Prudential retirement expert Matthew Stephens says: “The rules on child benefit give some potentially eye-watering marginal tax rates. For every £100 of income earned between £50,000 and £60,000, 1 per cent of child benefit is lost. For someone who has one child, the annual child benefit is £1,056, meaning that £10.56 is lost for every £100 of income above £50,000. This means an effective rate of income tax of 50.56 per cent on each £100 of income over £50,000.
“The rate increases in line with the more children you have. For four children, it is 71.46 per cent. The good news is that this could effectively be reclaimed by making pension contributions. Someone earning between £50,000 and £60,000 with four children could pay £100 extra into a pension and get 71.46 per cent marginal tax relief – a net cost to the individual of £28.54.”
Prudential has also provided some worked examples set out below.
Family A – Mr and Mrs A have three children. Mrs A receives child benefit of £2,449.20. Mr A has a base salary of £40,000 plus a company car with a benefit in kind value of £5,000 plus a bonus of £10,000. Mr A's adjusted net income is £55,000. Mrs A will still receive the child benefit but Mr A will have to pay a tax charge.
As his adjusted net income falls between £50,000 and £60,000 the tax charge is 1% for every £100 over £50,000.
This means that his tax charge would be 5000/100 = 50% of child benefit received = £1,224 (the figure is rounded down)
Family B – Ms B has two children and receives child benefit of £1,752.40. She earns £34,000 but has inherited various properties which she rents out and these provide annual rental income of £23,000. Her total adjusted net income is £57,000. Ms B tax charge would be 7000/100 = 70% of child benefit received = £1,226
Family C – Mr C has earnings of £25,000. Mrs C has earnings of £35,000. Mr and Mrs C have 4 children and Mrs C receives £3,146 in child benefit. Mrs C inherits a bond which she decides to sell. The profit made is £40,000. This is added onto her earnings which means that her adjusted net income is £75,000. As her adjusted net income is over £60,000, Mrs C will incur a tax charge of £3,146 which effectively wipes out the child benefit received.
Mindful Money view
These are complicated and of course expensive changes.

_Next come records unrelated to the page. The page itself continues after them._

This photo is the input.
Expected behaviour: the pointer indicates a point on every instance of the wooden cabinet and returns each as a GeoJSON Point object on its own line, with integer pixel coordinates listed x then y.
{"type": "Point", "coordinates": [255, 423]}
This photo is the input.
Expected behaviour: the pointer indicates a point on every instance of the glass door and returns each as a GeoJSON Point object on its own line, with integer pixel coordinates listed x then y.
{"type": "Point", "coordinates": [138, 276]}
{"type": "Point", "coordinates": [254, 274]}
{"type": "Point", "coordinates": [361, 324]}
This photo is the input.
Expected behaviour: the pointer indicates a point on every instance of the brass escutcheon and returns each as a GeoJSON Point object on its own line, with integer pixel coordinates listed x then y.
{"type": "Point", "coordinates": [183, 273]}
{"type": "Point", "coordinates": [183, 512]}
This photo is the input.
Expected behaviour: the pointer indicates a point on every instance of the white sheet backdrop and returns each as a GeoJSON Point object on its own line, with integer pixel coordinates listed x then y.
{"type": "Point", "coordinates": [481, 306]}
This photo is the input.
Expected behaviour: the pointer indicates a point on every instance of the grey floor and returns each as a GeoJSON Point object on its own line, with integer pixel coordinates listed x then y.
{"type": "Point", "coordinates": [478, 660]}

Mindful Money suggests that you may wish to consult with an IFA or accountant to consider all the planning options surrounding the change.There has been a big change in way people pay for advice i.e. pension firms and fund managers can no longer pay commission to an adviser, but if you are serious about mitigating the impact of the benefit changes it may be advisable to consult a professional and arrange to pay a fee. It could definitely be worth your while financially.